As far as the economy, there are certain things that sour people's opinions. Housing costs which are extremely sticky are a big factor. Looking at the mortgage rate, rent, increasing property tax, etc., the more and more unaffordability and immovability of housing sours people's views. Also, until there is overall deflation, lower inflation rate means that, for the most part, people are still dealing with high prices on groceries from the inflation spike. People are not going to associate 3% increase in their "merit" based compensation to offsetting inflation. On top of that, they are paying higher interest payment on their credit card payments. All of that will make them feel not great about the economy. You and I as asset owners can look at these issues as not material and view from a total economy viewpoint. For example, I don't mind higher interest since I don't carry any variable interest debt (or any debt) but have only benefitted from higher interest from my current overweighted cash balance in this over-exuberant equity market. People like us are not the ones who need to be won over by Biden in the battleground states.
t4k shared some interesting perception data from the NYT this morning. Do you feel like this polling reflects the actual economy?
As for grocery prices, the clickbait WSJ article acknowledged that their basket of groceries has come down in price over the last 12 months (although that was mostly lost in the excessive handwringing and ignoring of offsetting wage gains).

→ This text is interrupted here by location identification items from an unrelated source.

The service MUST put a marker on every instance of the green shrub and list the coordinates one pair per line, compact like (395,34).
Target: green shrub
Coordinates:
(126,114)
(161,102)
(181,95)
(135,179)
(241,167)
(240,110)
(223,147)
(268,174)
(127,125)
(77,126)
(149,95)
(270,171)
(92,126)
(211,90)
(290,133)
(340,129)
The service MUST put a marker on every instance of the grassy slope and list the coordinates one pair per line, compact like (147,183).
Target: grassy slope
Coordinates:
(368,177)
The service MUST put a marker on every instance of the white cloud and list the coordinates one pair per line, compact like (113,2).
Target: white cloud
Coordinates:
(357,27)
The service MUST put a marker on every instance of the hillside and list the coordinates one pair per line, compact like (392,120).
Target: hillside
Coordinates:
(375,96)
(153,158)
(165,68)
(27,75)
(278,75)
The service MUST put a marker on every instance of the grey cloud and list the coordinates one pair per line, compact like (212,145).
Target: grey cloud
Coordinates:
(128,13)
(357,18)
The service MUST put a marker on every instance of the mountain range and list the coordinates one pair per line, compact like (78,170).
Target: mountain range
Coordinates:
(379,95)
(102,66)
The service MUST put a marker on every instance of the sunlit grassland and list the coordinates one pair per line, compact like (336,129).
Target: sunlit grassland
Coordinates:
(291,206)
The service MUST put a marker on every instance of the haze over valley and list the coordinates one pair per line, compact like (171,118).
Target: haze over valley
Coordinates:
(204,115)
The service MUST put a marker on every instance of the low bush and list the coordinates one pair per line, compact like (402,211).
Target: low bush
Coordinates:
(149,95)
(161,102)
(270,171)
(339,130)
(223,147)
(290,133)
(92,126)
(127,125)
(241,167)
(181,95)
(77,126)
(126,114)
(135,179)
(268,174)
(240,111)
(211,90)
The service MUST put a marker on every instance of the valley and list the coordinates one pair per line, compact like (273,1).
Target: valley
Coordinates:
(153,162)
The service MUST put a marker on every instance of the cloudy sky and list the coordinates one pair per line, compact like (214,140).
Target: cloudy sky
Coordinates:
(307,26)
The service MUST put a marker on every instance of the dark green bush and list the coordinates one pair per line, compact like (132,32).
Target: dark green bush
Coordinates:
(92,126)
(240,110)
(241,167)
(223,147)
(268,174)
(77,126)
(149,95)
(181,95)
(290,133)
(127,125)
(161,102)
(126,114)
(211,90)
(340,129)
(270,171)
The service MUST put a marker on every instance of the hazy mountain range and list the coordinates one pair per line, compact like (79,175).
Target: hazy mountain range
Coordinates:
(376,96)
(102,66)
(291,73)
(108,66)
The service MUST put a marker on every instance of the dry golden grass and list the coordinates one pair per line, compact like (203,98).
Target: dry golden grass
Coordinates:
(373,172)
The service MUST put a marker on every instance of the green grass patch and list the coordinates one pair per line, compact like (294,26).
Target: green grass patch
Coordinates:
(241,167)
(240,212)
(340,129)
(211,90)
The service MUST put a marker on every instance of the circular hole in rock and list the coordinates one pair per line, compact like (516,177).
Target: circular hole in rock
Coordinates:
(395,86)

Only 1/5 of those polled think the economy is good or excellent even though objectively the economy is about as good as it's been in a long time. One interpretation could be that for the vast majority of Americans, the economy will never and can never actually be good. That's capitalism for you.

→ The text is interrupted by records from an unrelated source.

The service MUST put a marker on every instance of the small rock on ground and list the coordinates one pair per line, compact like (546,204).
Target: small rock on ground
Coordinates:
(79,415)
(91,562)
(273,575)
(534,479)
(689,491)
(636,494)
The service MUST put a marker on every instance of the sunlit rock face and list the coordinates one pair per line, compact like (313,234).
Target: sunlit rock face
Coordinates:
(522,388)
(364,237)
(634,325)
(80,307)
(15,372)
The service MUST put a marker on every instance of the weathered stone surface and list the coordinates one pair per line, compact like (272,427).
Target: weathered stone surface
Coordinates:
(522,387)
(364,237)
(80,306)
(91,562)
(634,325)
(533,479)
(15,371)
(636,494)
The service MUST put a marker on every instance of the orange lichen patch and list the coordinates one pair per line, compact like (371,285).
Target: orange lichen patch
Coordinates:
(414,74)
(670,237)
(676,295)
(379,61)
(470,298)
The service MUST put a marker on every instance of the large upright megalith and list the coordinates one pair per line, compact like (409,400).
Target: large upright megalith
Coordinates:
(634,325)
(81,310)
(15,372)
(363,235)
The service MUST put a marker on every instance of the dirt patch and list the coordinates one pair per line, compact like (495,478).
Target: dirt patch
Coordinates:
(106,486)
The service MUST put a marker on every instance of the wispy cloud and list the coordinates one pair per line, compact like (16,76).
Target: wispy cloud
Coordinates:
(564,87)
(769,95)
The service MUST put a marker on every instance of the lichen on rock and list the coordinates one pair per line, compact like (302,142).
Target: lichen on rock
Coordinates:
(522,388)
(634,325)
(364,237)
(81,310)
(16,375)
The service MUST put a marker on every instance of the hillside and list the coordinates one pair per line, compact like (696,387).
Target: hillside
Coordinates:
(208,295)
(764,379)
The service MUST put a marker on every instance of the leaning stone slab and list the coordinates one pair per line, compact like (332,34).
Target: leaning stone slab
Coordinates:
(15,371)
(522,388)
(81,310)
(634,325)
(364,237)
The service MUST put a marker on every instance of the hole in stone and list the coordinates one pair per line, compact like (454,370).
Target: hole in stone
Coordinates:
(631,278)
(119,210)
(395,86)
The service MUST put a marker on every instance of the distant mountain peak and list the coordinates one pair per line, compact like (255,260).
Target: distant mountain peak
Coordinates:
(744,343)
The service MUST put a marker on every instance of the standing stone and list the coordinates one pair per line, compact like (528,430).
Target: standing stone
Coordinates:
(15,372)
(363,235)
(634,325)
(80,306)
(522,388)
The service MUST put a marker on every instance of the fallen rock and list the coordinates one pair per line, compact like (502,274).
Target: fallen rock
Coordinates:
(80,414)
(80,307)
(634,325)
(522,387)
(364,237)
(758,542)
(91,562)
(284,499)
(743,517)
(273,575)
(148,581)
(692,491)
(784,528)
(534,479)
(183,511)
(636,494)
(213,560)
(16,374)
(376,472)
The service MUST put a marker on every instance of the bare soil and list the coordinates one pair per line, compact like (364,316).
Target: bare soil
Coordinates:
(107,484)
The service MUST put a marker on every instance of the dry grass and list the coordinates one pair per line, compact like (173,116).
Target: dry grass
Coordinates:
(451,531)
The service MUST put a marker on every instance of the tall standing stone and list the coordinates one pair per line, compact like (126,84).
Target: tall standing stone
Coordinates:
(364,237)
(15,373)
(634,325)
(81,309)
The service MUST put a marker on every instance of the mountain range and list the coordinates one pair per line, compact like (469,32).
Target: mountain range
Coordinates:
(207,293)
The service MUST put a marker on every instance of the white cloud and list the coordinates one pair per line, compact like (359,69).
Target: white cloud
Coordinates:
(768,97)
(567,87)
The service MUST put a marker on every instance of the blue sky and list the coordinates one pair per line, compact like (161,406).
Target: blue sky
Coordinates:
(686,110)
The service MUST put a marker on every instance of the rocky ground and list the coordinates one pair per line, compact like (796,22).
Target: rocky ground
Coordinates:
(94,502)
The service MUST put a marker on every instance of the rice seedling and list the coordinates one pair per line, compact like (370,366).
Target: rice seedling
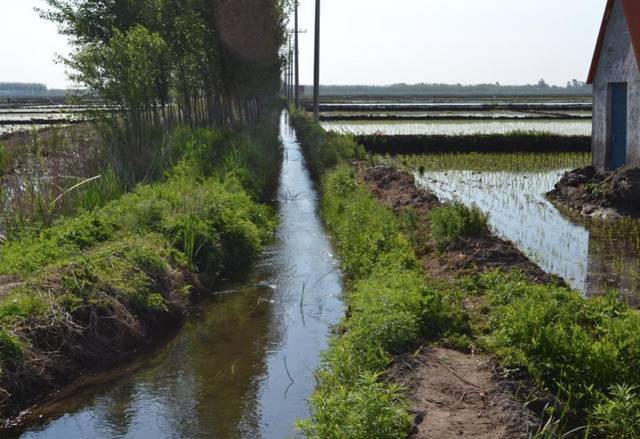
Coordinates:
(461,127)
(496,162)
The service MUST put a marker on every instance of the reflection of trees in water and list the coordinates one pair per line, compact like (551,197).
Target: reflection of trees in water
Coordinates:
(224,353)
(112,412)
(614,259)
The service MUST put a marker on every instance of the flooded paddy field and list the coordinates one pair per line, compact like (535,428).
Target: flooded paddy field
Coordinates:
(461,127)
(592,256)
(243,364)
(25,117)
(456,115)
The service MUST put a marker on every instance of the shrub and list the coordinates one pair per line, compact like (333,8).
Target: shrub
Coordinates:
(370,409)
(391,309)
(578,348)
(456,221)
(618,415)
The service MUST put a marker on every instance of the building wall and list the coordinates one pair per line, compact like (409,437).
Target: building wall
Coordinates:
(617,64)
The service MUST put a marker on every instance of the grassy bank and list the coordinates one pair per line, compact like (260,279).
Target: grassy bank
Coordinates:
(482,143)
(391,307)
(90,289)
(583,351)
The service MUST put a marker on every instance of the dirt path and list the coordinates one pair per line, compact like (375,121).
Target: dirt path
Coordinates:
(457,395)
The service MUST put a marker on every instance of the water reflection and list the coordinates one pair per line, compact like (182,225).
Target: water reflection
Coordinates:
(590,256)
(226,374)
(459,127)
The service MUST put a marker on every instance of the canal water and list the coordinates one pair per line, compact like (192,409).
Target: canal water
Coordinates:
(243,364)
(591,256)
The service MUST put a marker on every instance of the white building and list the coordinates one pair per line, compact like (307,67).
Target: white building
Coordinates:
(615,75)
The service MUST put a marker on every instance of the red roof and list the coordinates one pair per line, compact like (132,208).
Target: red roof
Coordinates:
(632,13)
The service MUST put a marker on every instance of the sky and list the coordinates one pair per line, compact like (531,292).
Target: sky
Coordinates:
(381,41)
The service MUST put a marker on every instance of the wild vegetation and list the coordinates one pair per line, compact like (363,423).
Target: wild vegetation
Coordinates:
(167,63)
(169,198)
(582,351)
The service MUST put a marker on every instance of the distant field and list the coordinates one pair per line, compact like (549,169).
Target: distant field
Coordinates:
(461,127)
(456,115)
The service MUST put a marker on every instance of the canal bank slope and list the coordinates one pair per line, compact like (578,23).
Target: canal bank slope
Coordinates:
(569,359)
(91,290)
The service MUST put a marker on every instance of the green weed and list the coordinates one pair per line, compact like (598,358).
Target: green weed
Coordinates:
(456,221)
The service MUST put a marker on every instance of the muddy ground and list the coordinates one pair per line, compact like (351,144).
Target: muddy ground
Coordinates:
(457,394)
(600,195)
(397,190)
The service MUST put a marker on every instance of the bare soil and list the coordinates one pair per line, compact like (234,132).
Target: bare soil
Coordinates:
(456,394)
(459,395)
(600,195)
(397,190)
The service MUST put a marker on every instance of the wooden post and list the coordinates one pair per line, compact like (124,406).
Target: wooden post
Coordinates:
(316,68)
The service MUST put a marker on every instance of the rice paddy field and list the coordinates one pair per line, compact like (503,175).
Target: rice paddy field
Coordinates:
(570,116)
(468,126)
(15,118)
(592,256)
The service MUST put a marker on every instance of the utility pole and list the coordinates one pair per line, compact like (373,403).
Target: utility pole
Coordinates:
(316,67)
(291,91)
(297,57)
(289,72)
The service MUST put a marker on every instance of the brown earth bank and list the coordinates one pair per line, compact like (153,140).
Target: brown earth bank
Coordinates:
(600,195)
(420,144)
(397,190)
(458,394)
(78,346)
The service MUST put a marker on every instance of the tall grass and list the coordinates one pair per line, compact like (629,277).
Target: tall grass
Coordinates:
(583,350)
(391,308)
(454,222)
(93,286)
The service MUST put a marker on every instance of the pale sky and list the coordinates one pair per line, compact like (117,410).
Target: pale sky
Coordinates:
(383,41)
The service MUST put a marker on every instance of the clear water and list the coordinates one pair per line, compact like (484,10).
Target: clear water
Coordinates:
(242,366)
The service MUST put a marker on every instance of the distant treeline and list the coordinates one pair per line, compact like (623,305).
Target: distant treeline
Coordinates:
(573,87)
(27,89)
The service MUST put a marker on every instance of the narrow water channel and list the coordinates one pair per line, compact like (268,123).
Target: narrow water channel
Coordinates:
(242,366)
(591,256)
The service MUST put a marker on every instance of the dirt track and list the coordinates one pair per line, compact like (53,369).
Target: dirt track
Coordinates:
(456,394)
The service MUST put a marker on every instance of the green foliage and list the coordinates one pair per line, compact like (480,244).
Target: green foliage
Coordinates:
(322,150)
(391,309)
(579,348)
(174,62)
(372,409)
(10,346)
(456,221)
(124,258)
(618,415)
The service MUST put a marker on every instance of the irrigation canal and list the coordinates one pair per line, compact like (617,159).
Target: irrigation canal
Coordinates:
(243,364)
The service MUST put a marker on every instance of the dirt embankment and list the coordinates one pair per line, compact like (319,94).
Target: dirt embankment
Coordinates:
(485,143)
(600,195)
(456,394)
(398,190)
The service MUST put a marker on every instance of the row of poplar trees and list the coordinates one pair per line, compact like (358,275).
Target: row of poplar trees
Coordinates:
(175,62)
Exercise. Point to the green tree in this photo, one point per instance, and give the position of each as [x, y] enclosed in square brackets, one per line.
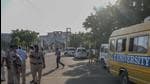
[124, 13]
[23, 37]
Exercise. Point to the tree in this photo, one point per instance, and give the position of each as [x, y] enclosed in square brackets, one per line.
[124, 13]
[23, 37]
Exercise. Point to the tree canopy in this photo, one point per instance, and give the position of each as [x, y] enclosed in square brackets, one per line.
[23, 37]
[122, 14]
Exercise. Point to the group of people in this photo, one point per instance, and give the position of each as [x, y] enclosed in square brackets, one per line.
[15, 61]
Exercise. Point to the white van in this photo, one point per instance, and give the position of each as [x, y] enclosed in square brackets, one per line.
[81, 53]
[103, 54]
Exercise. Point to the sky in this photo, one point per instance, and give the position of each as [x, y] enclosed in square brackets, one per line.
[45, 16]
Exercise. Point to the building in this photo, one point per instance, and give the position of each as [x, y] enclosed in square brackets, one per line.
[54, 39]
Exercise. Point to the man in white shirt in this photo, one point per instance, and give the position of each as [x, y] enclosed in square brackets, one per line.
[3, 57]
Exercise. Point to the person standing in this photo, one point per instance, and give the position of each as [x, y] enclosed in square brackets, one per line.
[37, 62]
[13, 65]
[58, 57]
[3, 57]
[23, 55]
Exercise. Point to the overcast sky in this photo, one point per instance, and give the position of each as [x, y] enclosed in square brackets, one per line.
[46, 15]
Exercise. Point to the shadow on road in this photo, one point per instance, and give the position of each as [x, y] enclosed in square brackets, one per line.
[49, 72]
[81, 59]
[85, 73]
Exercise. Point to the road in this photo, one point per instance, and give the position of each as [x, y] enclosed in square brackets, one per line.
[75, 72]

I guess we can all just keep going in circles on this. The economy will continue to hum along and people will continue to perceive it negatively.
tequila4kapp said:
New York Times/Siena poll results Saturday on the economy:
"Thinking about the nation's economy, how would you rate economic conditions today?":
- 4 percent said excellent
- 17 percent said good
- 27 percent said only fair
- 52 percent said poor
Voter perception about the direction of the country:
- Right track: 25 percent
- Wrong direction: 64 percent
- Don't know/Refused: 11 percent
If I had to boil down the point where you and I are maybe missing the mark in our discussion, it is that irrespective of the overall economic health, there are certain aspects that linger that create bigger impact for most Americans.
Where you and I agree is that the economy is doing extremely well in light of the actions taken to reduce inflation.

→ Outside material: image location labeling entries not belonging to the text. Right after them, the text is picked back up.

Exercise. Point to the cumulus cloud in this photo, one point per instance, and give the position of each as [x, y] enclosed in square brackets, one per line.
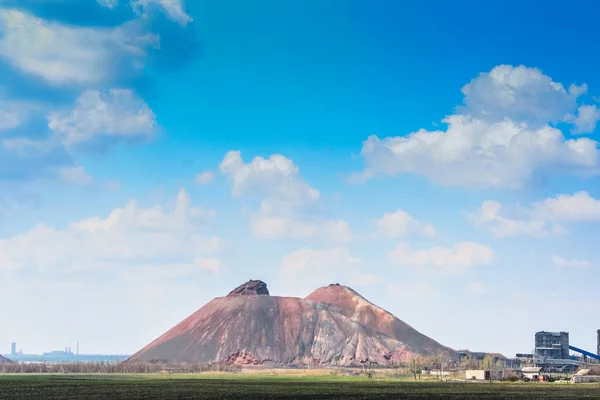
[276, 176]
[541, 219]
[118, 114]
[519, 94]
[205, 178]
[70, 55]
[500, 138]
[564, 263]
[400, 223]
[474, 153]
[108, 3]
[288, 205]
[131, 236]
[14, 113]
[443, 260]
[586, 120]
[310, 268]
[173, 8]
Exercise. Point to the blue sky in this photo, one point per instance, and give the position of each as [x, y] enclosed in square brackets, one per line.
[441, 160]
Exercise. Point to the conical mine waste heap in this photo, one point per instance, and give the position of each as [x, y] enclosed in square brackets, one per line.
[332, 326]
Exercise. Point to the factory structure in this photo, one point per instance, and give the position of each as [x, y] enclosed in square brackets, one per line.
[552, 354]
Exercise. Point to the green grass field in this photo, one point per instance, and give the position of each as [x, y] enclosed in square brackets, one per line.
[47, 387]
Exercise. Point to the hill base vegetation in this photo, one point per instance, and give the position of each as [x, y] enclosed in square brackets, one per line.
[211, 386]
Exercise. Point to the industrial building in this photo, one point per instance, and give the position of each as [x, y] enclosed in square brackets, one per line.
[483, 375]
[552, 352]
[553, 345]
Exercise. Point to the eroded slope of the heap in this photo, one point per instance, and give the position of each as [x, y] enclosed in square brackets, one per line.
[349, 303]
[250, 327]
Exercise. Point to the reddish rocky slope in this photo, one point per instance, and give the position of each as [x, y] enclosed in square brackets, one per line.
[349, 303]
[250, 327]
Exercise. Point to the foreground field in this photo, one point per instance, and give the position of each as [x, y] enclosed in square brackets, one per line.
[311, 387]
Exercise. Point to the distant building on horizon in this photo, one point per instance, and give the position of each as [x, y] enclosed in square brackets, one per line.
[553, 345]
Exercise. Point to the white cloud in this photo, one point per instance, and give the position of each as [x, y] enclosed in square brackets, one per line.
[519, 94]
[563, 263]
[118, 114]
[400, 223]
[132, 236]
[579, 206]
[489, 217]
[173, 8]
[288, 204]
[478, 287]
[63, 54]
[205, 178]
[307, 268]
[586, 120]
[14, 113]
[541, 219]
[75, 174]
[276, 176]
[500, 138]
[108, 3]
[444, 260]
[473, 153]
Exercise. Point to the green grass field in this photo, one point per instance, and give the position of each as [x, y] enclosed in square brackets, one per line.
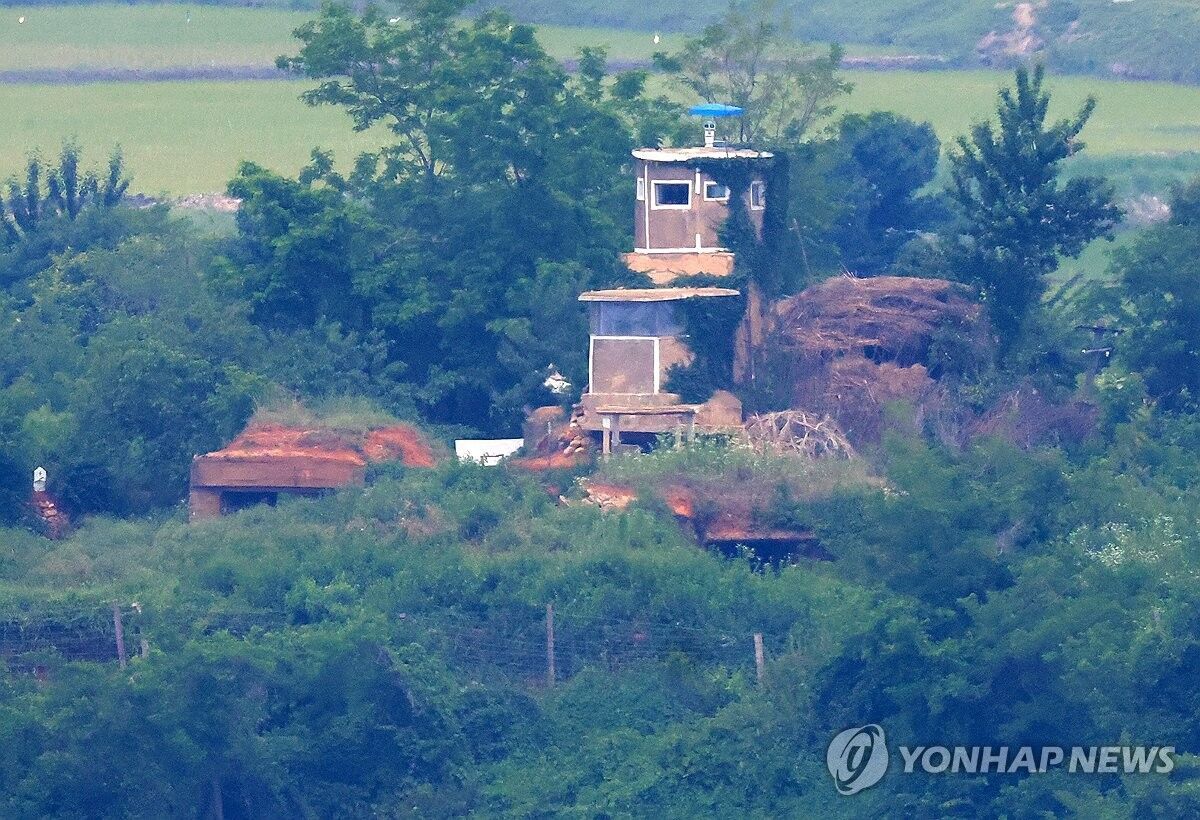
[184, 137]
[180, 137]
[161, 36]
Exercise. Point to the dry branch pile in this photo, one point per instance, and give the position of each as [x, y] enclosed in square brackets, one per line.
[852, 346]
[883, 318]
[796, 431]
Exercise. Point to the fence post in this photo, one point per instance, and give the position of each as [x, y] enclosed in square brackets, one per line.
[551, 672]
[119, 628]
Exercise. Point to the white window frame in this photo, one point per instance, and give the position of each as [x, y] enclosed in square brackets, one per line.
[708, 198]
[762, 196]
[658, 359]
[654, 195]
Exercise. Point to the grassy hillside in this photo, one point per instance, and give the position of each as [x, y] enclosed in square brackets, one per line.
[185, 137]
[1143, 39]
[189, 137]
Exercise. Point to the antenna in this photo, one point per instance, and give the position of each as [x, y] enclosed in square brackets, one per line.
[711, 112]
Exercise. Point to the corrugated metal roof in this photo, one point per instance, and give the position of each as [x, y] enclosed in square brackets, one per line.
[655, 294]
[689, 154]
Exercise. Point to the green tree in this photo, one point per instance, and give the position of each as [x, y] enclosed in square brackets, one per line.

Where you and I disagree is that, irrespective of the overall healthy economy, the higher interest rate and the overregulation in home development are creating an unaffordable or more expensive housing market for many people and much higher debt service payment at a time when household debt level is at an extremely high level. The wage increase will not be viewed as countering the higher expenses since most people view the wage increase as merit based that they earned while the higher expenses are created by bad policies. I think that is generally reflected in the polling data. Whether they are wrong or not does not matter. It's perspective, and it's a perspective that has always existed.
As long as there is overregulation in the housing market (CA is a great example) and there is higher interest rate, people are not going to want to move out (especially if they already have locked in low interest rate) and there will be lack of housing. What happens when supply is less than demand? Prices increase. Just like rent. With rent control and with people unable to purchase homes, there is more competition for more limited supply. Housing makes up a big chuck of expenses. And the frustration with inability to afford to buy a house will sour people's views irrespective of how good the overall economy is. And when the economy is doing well and inflation remains higher than 2-3% (I don't want to discuss whether historical inflation was higher because historical interest rate was also higher - we are not going back to much lower interest rate which is below historical rate unless inflation is also lower), there will be resistance by the Fed to lower rates.
Like any entitlement (government gives something for free to people, they will never be able to take it back), people remember how much lower mortgage rate, food prices, etc. were and that they are still struggling now despite working hard and "earning through merit" those wage increases. I don't know if you view your compensation increase as just better economy independent of you instead of you having earned that raise. But that's their view on wage increase. When you are looking to buy something, and you see it be a lot more expensive, you don't most likely think - hmmm, i got that pay raise - therefore, things are also more expensive.